The sticker shock is the result of the city installing meters on about 80 of the 125 households that are connected to pressurized irrigation water. For years, residents have paid a low, year-round fee for unlimited usage.
“That’s my highest utility now,” Aaron said, adding that he’s on a fixed income and that his water bill increased more than tenfold. “I’m going to put my house up for sale if we don’t reconcile this.”
Around the neighborhood, it’s a similar complaint, as residents feel singled out since those without meters are still paying the flat rate. One homeowner’s bill topped out at $233.50 for irrigation water alone—once you add in drinking water and other fees the June statement totaled $383.
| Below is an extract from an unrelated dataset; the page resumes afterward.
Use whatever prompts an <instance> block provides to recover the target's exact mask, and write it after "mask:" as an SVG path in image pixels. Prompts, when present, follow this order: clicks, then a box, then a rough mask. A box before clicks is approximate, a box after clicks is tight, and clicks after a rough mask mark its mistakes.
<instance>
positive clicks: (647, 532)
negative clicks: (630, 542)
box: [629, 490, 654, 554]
“We were completely caught off guard that they were putting in meters,” said Tremonton resident Erik Richardson.
Richardson also questions why the irrigation water is more expensive than drinking water.
“It doesn’t make any sense to me that I pay more for dirty canal water than I do for clean fresh water for my home,” he said.
Richardson said he doesn’t mind conserving and paying for what he uses. He just wants the billing practices to be upfront and fair.
“Share the burden across everybody,” he said.
Paul Fulgham, Tremonton’s public works director, said his workers are behind on installing the irrigation meters. He said it was his choice to initiate per-gallon billing on those who already had meters.
“I think at some time or another I need to start billing them,” Fulgham said. “The meters were in place; we had the means to bill them, so I can take it upon myself. I said, ‘Let’s start billing our customers with meters.’”
Fulgham acknowledged that customers are upset and said he will adjust customers’ bills for the first month if they ended up paying tiered pricing—a process used to incentivize conservation and penalize excessive use by more than doubling the cost of the water once certain usage thresholds are surpassed.
Tremonton needs to expand its irrigation water system (known as secondary water) because its drinking water system is at capacity during the summer months. During peak demands, Fulgham said about 70 percent of the city’s drinking water was being used on landscapes.
He said it will take 10 years to connect all of the city’s 2,600 customers to the irrigation system.